Some things to remember:
• Make your notices easy to find, easy to read and easy to act upon.
• If you’re using targeted marketing techniques to drive traffic to a call center, or even mail order, don’t forget to include notice about your uses of data about consumers.
• Driving traffic to a Web site should include something like a www.mybrand.com/privacy link.
• More and more, mail-order forms are being reconsidered by marketers who are struggling with increasing postal and printing costs. But keep in mind that this real estate normally contains your notice. Make sure the baby is not inadvertently thrown out with the bath water.
• Most, but not all, organizations have privacy policies on their Web sites. If you don’t, by all means put one up ASAP. If you do have one, make sure it is up-to-date and legible by consumers. Post a privacy link at the bottom of each page and in your e-mail communications.
• If you’re collecting information on a Web form for lead generation or co-registration purposes, make sure that consumers see the choices you offer for allowing or limiting data use.

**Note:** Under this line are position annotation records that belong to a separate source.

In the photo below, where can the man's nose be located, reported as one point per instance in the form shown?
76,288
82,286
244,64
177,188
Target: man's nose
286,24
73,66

• Many marketers also are making their notices consistent with other high-level branding messages. Consider touting the environmental benefits of providing choice to consumers in your notice. Or, note the ability to keep your prices low by dint of your responsible use of data. This is a good opportunity for you to engage your customers with your brand at this critical touchpoint.
• Lastly, for those marketers that are struggling with privacy policies that may have been eclipsed by changes in business models, please know there are resources to assist you in making the necessary changes while providing your customers with the notice they need to make informed decisions. The DMA has a section of its Do-The-Right-Thing that explains this in great detail.